In “Trompe L’Oiel,” Bernard was only able to see the door after Teresa opened it, which was our final clue as to Bernard’s true nature. When Teresa discovers the schematics for Bernard, she tries to show Bernard, but like the door, he cannot see the notes of his creation. “It doesn’t look like anything to me,” he says, a line we know all too well at this point. As soon as Ford appeared on the stairs, it was clear that Teresa’s fate was all but sealed, but the drama of the scene didn’t rest in the tension leading up to her death, but instead in Bernard’s heartbreaking refusal to accept that he is a host. He mentions his wife and son, arguing that their memories are proof of his humanness, but we know as well as he does that his argument is futile. It makes you wonder how many times Ford has used Bernard in the past to manipulate people and gain information; I highly doubt this is the first time Bernard has realized he’s a host, that his memories aren’t real.
I love the varied approach showrunners Lisa Joy and Jonathan Nolan take when exploring how hosts awaken to the understanding that their lives are not what they seem. In last week’s episode, we watched as Maeve toured the floors of Westworld’s labs, giving her a full view of the miracle and the travesty that is the creation of the hosts. Though it disturbed her, it was ultimately a moment of hopefulness for Maeve – if Westworld is an allegory of Plato’s Cave, then surely she has stepped into the light. With Bernard, it’s the exact opposite. Perhaps he will have his own triumphant moment in later episodes, but as it stands, we can only lament how clinically Bernard removed his tie before bashing Teresa’s brains in – he’s so deeply beholden to his programming that he doesn’t even flinch when he grabs her.
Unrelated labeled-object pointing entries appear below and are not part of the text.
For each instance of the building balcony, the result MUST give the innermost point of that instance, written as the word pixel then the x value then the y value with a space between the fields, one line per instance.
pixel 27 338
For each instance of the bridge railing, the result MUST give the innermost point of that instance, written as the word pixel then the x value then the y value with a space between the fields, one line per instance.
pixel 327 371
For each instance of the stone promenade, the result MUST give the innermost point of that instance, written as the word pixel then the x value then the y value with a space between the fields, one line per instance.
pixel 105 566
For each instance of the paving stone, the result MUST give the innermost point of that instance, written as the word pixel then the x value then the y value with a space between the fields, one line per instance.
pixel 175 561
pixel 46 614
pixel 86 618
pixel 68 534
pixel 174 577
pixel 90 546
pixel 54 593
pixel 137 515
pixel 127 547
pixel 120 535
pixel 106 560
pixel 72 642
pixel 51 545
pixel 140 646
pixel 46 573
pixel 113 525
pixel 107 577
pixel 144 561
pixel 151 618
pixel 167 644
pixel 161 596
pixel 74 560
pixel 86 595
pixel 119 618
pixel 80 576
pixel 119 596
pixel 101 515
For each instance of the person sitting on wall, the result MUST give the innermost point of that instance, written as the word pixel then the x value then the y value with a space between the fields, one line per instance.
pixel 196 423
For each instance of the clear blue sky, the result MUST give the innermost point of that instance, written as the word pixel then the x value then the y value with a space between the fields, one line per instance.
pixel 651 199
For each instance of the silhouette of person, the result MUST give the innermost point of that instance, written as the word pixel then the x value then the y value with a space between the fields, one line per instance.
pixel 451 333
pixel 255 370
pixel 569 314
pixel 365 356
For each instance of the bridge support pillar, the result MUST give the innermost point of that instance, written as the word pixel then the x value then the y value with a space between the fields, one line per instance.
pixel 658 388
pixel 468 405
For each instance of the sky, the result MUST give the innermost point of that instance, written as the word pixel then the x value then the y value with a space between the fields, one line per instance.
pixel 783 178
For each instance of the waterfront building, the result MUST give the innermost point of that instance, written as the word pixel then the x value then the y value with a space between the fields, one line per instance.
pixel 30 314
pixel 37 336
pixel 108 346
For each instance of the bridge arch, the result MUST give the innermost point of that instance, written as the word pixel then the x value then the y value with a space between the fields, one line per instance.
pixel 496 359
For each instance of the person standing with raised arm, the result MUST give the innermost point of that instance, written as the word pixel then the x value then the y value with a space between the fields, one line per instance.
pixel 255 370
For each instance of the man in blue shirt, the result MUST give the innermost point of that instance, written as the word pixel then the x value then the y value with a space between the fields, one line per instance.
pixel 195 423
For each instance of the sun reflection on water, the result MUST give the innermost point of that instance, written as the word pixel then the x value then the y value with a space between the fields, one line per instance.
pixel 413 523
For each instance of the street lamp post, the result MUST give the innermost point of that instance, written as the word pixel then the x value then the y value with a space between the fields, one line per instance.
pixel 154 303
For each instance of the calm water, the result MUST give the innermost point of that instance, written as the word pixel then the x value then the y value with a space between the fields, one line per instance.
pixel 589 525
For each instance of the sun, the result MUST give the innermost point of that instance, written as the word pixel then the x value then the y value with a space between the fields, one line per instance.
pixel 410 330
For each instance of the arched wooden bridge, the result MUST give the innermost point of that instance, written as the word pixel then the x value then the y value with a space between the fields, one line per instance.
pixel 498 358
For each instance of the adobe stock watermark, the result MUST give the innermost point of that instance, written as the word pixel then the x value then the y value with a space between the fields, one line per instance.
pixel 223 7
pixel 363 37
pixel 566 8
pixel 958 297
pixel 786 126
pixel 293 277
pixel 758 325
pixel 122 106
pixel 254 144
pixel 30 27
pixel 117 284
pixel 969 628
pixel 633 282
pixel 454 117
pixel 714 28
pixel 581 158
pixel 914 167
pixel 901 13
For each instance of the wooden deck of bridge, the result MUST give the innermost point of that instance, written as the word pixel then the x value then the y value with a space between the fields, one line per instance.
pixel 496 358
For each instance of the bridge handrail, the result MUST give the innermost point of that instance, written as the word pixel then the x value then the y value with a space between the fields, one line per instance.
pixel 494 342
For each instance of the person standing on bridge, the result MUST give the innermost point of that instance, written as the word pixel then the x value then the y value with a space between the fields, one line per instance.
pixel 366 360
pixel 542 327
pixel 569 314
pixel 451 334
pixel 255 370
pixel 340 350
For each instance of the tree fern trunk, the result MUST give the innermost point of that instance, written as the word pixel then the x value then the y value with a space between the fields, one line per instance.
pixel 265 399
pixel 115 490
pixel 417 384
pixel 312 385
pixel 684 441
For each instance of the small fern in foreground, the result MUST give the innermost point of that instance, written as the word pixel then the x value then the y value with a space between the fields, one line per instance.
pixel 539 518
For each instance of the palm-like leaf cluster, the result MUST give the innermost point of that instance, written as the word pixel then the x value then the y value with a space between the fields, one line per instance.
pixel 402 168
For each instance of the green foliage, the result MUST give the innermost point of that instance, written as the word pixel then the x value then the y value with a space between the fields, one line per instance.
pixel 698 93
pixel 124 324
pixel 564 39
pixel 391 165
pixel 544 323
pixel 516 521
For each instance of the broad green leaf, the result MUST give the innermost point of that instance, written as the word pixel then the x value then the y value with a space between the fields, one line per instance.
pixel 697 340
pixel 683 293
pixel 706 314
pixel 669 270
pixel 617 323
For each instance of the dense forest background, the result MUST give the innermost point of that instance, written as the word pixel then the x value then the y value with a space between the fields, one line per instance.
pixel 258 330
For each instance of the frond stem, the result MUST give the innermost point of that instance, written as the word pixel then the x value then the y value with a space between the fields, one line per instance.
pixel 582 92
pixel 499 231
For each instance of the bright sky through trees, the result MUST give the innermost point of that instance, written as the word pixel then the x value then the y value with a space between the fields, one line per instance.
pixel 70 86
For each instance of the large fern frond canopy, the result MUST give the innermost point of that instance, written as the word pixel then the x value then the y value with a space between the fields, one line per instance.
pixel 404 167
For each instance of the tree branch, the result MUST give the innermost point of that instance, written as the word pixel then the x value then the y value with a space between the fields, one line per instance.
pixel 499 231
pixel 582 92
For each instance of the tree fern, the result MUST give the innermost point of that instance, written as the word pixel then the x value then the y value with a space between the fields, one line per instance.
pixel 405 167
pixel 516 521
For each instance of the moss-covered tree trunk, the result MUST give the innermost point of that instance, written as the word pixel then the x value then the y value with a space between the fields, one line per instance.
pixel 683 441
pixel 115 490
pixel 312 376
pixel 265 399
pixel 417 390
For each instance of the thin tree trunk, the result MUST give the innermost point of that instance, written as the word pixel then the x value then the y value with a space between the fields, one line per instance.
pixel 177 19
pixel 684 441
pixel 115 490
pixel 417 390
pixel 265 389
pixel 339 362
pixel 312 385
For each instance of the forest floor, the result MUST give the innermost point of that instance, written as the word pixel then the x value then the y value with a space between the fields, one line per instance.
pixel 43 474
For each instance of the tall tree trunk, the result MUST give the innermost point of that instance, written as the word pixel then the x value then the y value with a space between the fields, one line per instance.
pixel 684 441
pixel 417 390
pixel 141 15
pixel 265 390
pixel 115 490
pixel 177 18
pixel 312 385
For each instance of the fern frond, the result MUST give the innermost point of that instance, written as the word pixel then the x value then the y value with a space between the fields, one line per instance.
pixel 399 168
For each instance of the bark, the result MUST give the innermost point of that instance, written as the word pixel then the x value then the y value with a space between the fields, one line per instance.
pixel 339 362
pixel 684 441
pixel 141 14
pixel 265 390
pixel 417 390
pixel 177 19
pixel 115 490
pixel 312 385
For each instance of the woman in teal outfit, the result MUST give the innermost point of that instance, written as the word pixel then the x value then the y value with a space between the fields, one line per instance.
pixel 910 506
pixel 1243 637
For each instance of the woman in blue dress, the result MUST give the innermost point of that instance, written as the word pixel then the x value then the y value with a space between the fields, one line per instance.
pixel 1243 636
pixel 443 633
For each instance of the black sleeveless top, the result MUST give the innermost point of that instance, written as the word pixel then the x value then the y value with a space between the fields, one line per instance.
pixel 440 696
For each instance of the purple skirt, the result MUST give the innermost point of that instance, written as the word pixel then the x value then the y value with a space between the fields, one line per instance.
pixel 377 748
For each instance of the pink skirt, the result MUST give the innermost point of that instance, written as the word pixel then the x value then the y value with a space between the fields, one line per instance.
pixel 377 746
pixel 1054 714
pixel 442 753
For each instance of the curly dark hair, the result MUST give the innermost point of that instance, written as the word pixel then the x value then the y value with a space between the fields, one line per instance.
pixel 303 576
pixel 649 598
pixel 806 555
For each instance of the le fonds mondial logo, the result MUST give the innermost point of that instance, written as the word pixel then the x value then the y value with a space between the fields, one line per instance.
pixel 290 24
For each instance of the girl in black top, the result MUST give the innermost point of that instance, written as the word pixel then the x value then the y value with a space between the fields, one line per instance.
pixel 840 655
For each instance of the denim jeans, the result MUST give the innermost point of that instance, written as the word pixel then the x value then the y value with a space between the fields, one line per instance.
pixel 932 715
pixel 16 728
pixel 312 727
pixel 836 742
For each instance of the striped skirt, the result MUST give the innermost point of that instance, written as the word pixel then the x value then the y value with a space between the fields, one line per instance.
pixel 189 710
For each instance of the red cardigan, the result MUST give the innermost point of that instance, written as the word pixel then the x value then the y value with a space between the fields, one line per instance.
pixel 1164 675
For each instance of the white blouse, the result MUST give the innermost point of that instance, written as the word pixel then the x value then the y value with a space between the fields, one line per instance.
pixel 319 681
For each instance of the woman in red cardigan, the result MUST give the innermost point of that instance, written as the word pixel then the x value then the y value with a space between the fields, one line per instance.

In spite of what we now know about Bernard, we still know precious little of what Ford’s true motivations are. We know he loves the park and the hosts inside it. We know he had a deep affection for Arnold, and misses his old partner. We know that he has some kind of understanding with at least some members of the board, but the specifics are still unclear. And we know that he and Dolores have a mysterious but storied history together. But for all we’ve heard from him, he’s still an enigma. But there was certainly enough revealed in tonight’s episode to allow for a bit of speculation.
In light of what we saw tonight, as well as in previous episodes, it seems that Ford is all but omnipotent, and one has to wonder if there are any real limits to his power inside the park. He sees and hears all, and can even stop time with the flick of a finger. When he uses Charlotte Hale’s “blood sacrifice” line on Teresa, we get a good sense of where his omnipotence comes from: he can tap into any host he wants to, and use them as a sort of mobile CCTV unit to spy. Hector may have been restrained and turned off as he sat on Hale’s bed, but that was obviously not enough to keep Ford out of the conversation.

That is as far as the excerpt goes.